A I Guerra Mundial transformou essa questão teórica em questão política: a social-democracia alemã e a maioria esmagadora da II Internacional votaram o apoio a seus governos burgueses para entrar em guerra (os créditos de guerra), colocando os operários de seus países para combater e matar seus irmãos de outros países. Foi o abandono de um princípio básico do movimento operário desde a I Internacional, expresso na frase: “Proletários de todo o mundo, uni-vos.” Uma traição que custou a vida de milhões. Bernstein ficou associado a essas traições e derrotas históricas e, por essa razão, os novos setores que assumiram a mesma posição dele, em geral, não o reivindicam.

Karl Kautsky

O reformismo “de centro”

Frente à I Guerra Mundial, não foram somente os seguidores de Bernstein que apoiaram suas burguesias para que entrassem em guerra. Em nome da “defesa da pátria”, os principais dirigentes abandonaram os princípios e inclusive o compromisso político do Manifesto de Basileia, de lutar contra a guerra e seus governos, votado pela II Internacional dois anos antes.

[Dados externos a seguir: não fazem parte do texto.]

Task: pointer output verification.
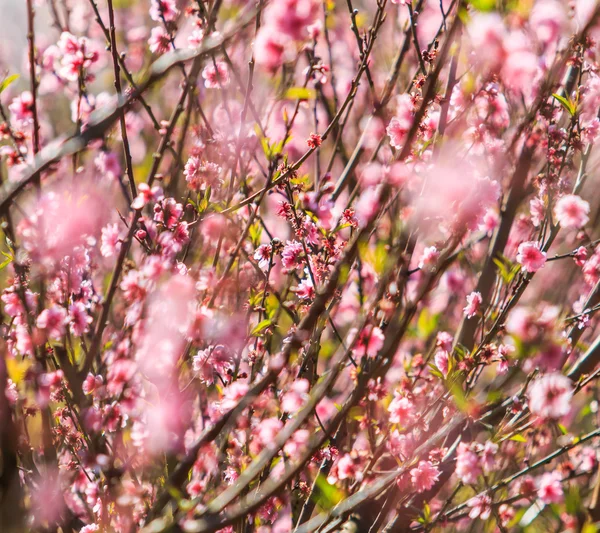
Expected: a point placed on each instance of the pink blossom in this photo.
(367, 206)
(400, 125)
(571, 211)
(291, 256)
(550, 488)
(21, 108)
(481, 507)
(305, 289)
(369, 342)
(79, 319)
(200, 173)
(92, 383)
(53, 320)
(402, 410)
(263, 255)
(473, 306)
(530, 257)
(163, 10)
(272, 49)
(293, 400)
(424, 476)
(216, 75)
(468, 468)
(441, 361)
(550, 396)
(429, 257)
(159, 41)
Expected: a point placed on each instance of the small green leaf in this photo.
(300, 93)
(518, 438)
(570, 106)
(260, 328)
(7, 81)
(483, 5)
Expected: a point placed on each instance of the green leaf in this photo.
(427, 323)
(484, 5)
(328, 495)
(518, 438)
(300, 93)
(7, 81)
(569, 105)
(260, 328)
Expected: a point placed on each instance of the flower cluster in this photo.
(293, 265)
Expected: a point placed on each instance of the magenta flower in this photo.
(550, 396)
(424, 476)
(571, 211)
(530, 257)
(473, 304)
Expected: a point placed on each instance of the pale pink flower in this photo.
(473, 306)
(108, 164)
(53, 320)
(550, 396)
(292, 18)
(347, 467)
(487, 32)
(369, 342)
(293, 400)
(233, 394)
(402, 410)
(110, 241)
(272, 49)
(92, 383)
(200, 173)
(159, 41)
(367, 206)
(489, 456)
(21, 108)
(163, 9)
(550, 488)
(79, 319)
(400, 125)
(537, 210)
(571, 211)
(263, 255)
(424, 476)
(265, 433)
(429, 257)
(441, 361)
(196, 38)
(481, 507)
(216, 75)
(468, 468)
(548, 18)
(291, 256)
(305, 289)
(530, 257)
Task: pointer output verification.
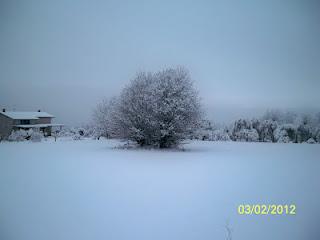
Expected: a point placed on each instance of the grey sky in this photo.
(245, 56)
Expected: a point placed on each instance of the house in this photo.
(10, 121)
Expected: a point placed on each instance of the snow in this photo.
(39, 125)
(26, 115)
(88, 189)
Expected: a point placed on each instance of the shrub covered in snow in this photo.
(22, 135)
(265, 129)
(220, 135)
(77, 137)
(158, 109)
(311, 141)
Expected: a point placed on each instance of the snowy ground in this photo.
(88, 190)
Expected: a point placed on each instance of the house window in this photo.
(24, 122)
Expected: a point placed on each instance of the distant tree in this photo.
(156, 109)
(243, 131)
(104, 118)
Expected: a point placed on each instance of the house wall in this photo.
(6, 124)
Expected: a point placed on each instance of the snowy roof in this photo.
(39, 125)
(26, 115)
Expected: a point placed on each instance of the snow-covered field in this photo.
(89, 190)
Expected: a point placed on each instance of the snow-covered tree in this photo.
(18, 135)
(243, 131)
(159, 109)
(219, 135)
(265, 130)
(104, 118)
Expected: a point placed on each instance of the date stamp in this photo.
(267, 209)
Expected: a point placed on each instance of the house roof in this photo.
(26, 115)
(39, 125)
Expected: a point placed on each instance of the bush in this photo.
(18, 135)
(220, 135)
(157, 109)
(77, 137)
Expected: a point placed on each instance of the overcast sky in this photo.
(244, 56)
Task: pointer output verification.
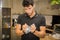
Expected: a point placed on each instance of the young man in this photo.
(30, 19)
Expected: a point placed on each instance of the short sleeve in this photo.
(43, 21)
(19, 20)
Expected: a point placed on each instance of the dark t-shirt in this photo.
(38, 20)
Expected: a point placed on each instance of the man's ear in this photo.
(34, 5)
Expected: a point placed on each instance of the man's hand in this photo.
(24, 27)
(33, 28)
(18, 30)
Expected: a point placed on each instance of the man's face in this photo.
(28, 9)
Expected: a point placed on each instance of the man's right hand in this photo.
(18, 30)
(24, 27)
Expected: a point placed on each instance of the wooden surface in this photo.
(48, 38)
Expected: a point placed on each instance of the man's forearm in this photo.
(39, 33)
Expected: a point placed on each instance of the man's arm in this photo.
(40, 33)
(18, 30)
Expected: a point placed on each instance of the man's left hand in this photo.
(33, 28)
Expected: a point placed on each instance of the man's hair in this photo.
(26, 3)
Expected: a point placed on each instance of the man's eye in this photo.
(29, 8)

O teórico mais destacado da II Internacional, Karl Kautsky, participou dessa virada e do abandono da posição marxista. Uma ala bem minoritária havia resistido a essa traição. Nela estavam Lenin, Rosa Luxemburgo, Trotsky, entre outros, que mantiveram a posição revolucionária contra a guerra. Quando as trágicas consequências da guerra em vidas e miséria abriu uma crescente indignação, levando à eclosão da Revolução Russa em fevereiro de 1917, os bolcheviques, liderados por Lenin, chamaram a preparar a revolução socialista que se efetivou em outubro.

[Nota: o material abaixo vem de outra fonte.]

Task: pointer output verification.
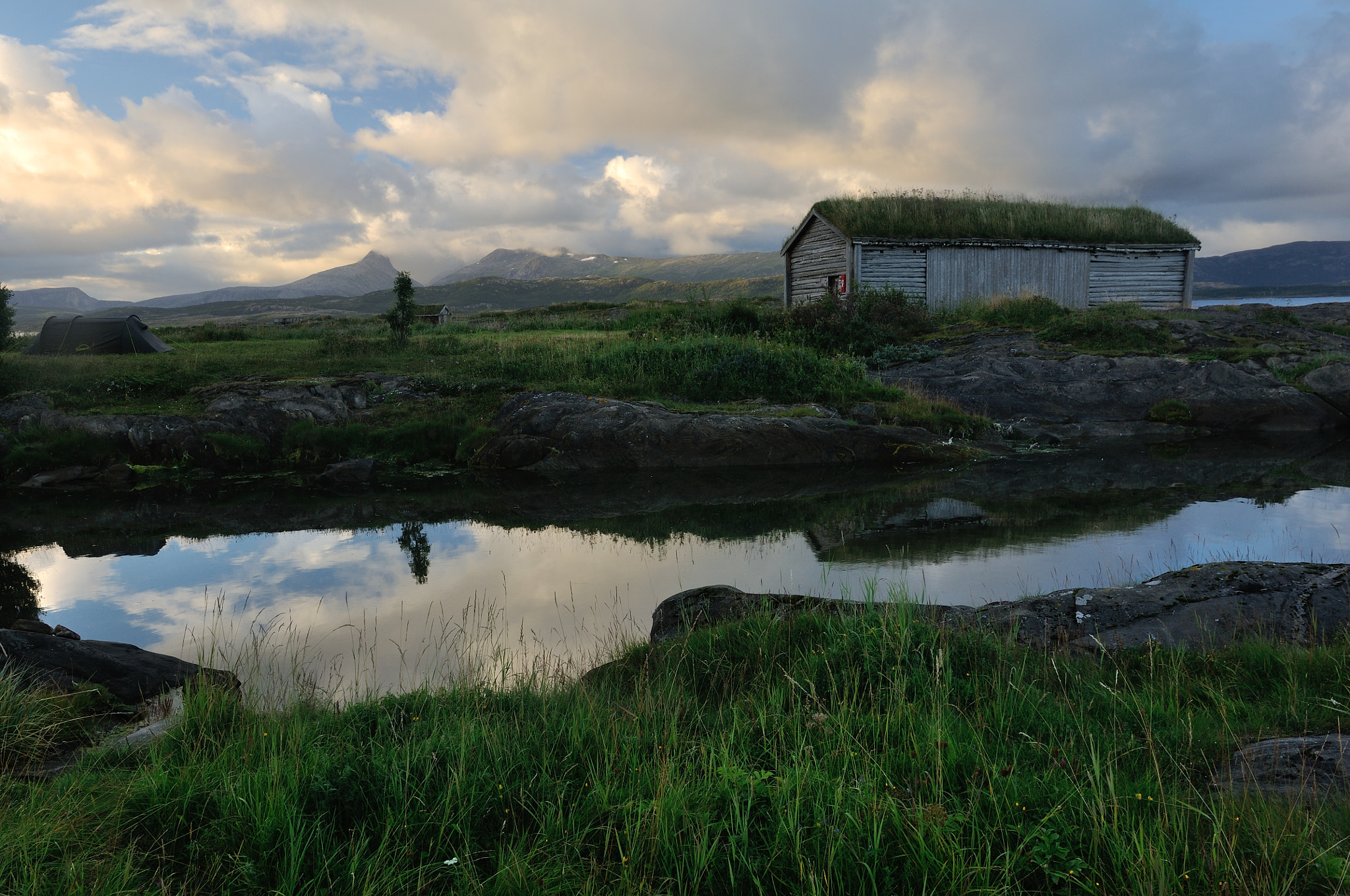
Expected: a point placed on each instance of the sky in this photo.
(152, 148)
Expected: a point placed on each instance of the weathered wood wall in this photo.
(960, 273)
(904, 267)
(1156, 280)
(817, 256)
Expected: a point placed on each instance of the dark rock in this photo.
(130, 674)
(864, 414)
(559, 431)
(1092, 389)
(114, 475)
(349, 472)
(64, 477)
(1332, 383)
(1291, 767)
(1213, 603)
(1207, 605)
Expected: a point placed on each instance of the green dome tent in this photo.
(119, 335)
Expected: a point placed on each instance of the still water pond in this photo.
(386, 579)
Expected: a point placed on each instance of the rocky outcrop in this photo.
(350, 472)
(1332, 383)
(1306, 768)
(547, 432)
(1092, 396)
(1207, 605)
(258, 410)
(130, 674)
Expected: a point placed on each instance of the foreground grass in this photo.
(835, 756)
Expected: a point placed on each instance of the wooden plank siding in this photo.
(816, 256)
(947, 271)
(1155, 280)
(904, 267)
(962, 273)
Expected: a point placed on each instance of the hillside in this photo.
(1285, 265)
(515, 264)
(484, 293)
(372, 273)
(67, 297)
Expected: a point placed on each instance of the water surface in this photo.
(407, 576)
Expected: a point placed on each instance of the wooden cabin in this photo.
(953, 248)
(434, 315)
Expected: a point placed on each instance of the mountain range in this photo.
(369, 274)
(68, 297)
(520, 264)
(1285, 265)
(1325, 264)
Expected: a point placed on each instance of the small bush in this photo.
(18, 593)
(893, 355)
(1110, 328)
(210, 332)
(241, 450)
(1169, 410)
(446, 437)
(1279, 318)
(1030, 311)
(338, 343)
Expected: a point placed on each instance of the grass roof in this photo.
(926, 215)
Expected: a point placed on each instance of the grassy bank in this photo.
(835, 756)
(691, 355)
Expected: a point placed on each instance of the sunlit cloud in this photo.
(635, 128)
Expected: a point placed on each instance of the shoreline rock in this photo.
(1206, 605)
(555, 432)
(130, 674)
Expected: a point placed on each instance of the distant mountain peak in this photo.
(524, 264)
(1285, 265)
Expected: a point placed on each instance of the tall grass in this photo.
(859, 754)
(928, 215)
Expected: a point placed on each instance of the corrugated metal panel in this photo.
(901, 266)
(959, 273)
(819, 254)
(1155, 280)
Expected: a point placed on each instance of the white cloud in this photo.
(645, 127)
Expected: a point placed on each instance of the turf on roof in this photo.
(921, 215)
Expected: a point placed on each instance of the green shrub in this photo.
(1119, 327)
(446, 437)
(210, 332)
(18, 593)
(1032, 312)
(1169, 410)
(41, 449)
(893, 355)
(725, 370)
(859, 324)
(242, 450)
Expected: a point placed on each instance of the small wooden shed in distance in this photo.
(956, 247)
(434, 315)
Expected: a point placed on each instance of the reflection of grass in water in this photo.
(831, 754)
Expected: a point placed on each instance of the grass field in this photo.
(860, 754)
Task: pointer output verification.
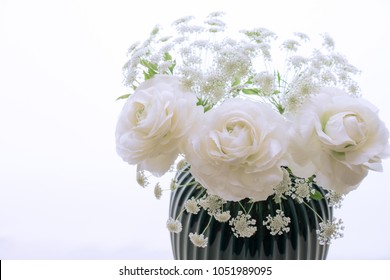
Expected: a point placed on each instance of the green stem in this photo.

Em outubro, os sovietes tomaram o poder sob a direção dos bolcheviques. Kautsky encabeçou o combate contra os bolcheviques, alegando que os sovietes não deveriam tomar o poder, mas entregá-lo à Assembleia Constituinte. A natureza pró-burguesa da posição reformista consistia, então, em ser contra a revolução proletária na Rússia. Essa mesma posição de Kautsky materializou-se na revolução alemã que eclodiu no fim da guerra, na qual se formaram os conselhos operários, semelhantes aos sovietes, influenciados pela Revolução Russa. Ele defendeu que os conselhos operários não tomassem o poder e se subordinassem à Assembleia Constituinte. Essa posição, vitoriosa no congresso dos conselhos, levou à derrota a revolução alemã.

Lenin

O resgate revolucionário

Lenin fez uma dura polêmica com Kautsky nos livros O Estado e a revolução e A revolução proletária e o Renegado Kautsky e afirmava que, por utilizar uma terminologia marxista para defender posições reformistas, “Kautsky é ainda pior que Bernstein”.

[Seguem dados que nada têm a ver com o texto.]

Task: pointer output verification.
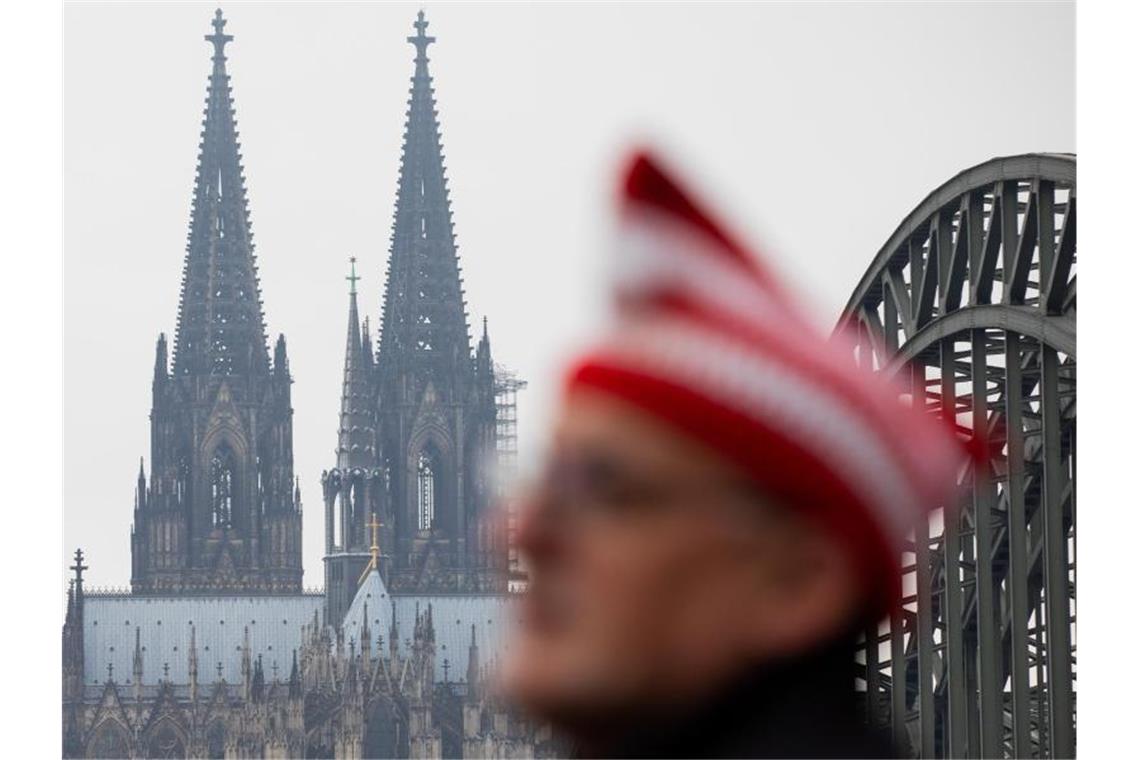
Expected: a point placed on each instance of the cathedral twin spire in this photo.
(424, 309)
(220, 323)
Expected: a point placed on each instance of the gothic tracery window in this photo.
(110, 741)
(222, 487)
(425, 491)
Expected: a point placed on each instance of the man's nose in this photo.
(536, 533)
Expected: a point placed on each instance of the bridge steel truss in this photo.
(971, 305)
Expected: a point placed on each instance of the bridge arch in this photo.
(971, 305)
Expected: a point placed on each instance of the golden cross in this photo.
(375, 537)
(374, 549)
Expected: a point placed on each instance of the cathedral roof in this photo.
(453, 615)
(164, 623)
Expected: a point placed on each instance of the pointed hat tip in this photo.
(645, 184)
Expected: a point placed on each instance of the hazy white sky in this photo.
(814, 128)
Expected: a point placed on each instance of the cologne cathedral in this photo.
(217, 651)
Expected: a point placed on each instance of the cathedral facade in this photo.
(217, 651)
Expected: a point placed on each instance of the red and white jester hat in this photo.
(709, 342)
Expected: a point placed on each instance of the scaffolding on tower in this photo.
(507, 385)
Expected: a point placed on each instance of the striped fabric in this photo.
(707, 340)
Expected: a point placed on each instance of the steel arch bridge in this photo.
(971, 304)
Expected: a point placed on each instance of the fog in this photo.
(814, 129)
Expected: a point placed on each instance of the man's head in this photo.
(726, 487)
(658, 570)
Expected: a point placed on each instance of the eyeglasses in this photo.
(600, 484)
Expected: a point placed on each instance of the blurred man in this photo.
(721, 515)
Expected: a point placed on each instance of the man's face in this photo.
(656, 571)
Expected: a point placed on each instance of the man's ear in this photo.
(806, 589)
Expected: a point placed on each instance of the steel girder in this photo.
(971, 307)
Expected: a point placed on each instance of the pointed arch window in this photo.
(110, 741)
(222, 487)
(425, 490)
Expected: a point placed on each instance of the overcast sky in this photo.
(813, 128)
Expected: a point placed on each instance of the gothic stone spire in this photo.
(424, 311)
(220, 321)
(356, 438)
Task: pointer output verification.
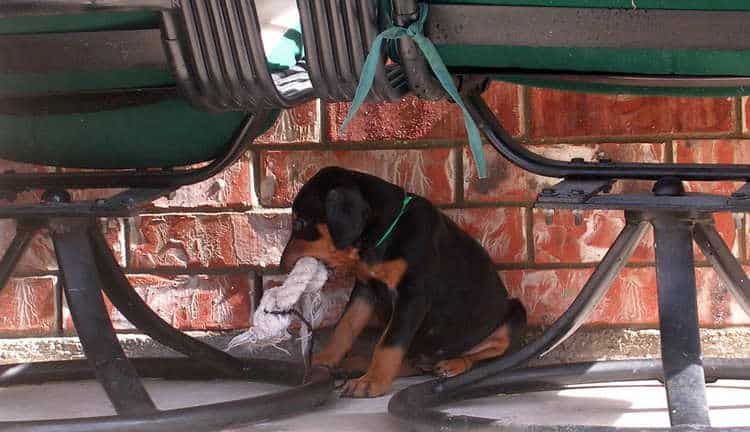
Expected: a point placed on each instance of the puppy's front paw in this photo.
(326, 359)
(366, 386)
(452, 367)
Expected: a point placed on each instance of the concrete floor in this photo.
(631, 404)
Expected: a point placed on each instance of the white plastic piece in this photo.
(270, 328)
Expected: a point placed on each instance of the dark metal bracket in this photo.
(571, 191)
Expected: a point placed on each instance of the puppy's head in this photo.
(329, 215)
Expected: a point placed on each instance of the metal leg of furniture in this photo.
(24, 234)
(678, 320)
(122, 295)
(723, 261)
(83, 293)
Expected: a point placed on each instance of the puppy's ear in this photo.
(347, 213)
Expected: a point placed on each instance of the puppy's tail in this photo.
(516, 322)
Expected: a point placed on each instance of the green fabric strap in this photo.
(432, 56)
(389, 231)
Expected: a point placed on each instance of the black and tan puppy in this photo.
(436, 287)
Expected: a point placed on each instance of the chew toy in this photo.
(274, 314)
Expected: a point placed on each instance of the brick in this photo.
(508, 183)
(563, 241)
(27, 305)
(40, 255)
(300, 124)
(555, 113)
(190, 241)
(501, 231)
(719, 151)
(189, 302)
(416, 119)
(548, 293)
(430, 173)
(333, 296)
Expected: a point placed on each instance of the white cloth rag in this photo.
(269, 328)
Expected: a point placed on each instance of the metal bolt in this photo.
(548, 192)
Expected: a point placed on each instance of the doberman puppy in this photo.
(433, 284)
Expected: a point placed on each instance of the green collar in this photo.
(404, 204)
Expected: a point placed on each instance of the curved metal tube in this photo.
(414, 404)
(530, 161)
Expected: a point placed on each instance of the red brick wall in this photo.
(199, 257)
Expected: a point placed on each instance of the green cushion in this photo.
(280, 57)
(608, 60)
(165, 134)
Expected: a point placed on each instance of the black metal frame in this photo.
(163, 179)
(682, 368)
(88, 268)
(337, 37)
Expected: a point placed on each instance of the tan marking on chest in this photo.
(388, 272)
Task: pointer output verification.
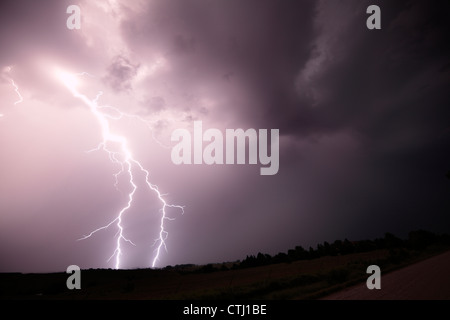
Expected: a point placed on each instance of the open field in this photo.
(304, 279)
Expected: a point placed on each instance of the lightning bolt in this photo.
(127, 163)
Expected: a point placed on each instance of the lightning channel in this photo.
(128, 165)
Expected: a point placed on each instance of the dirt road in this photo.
(425, 280)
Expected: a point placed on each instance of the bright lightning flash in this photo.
(127, 163)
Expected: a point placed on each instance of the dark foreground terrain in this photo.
(425, 280)
(304, 279)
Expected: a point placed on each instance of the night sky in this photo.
(363, 117)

Lenin considerou morta a II Internacional e chamou a formar a Internacional Comunista para agrupar os revolucionários. A social-democracia transformou-se numa federação de partidos reformistas que participam de governos burgueses como regra geral e cumprem um papel de aparatos contrarrevolucionários, defensores do Estado burguês e administradores do capitalismo.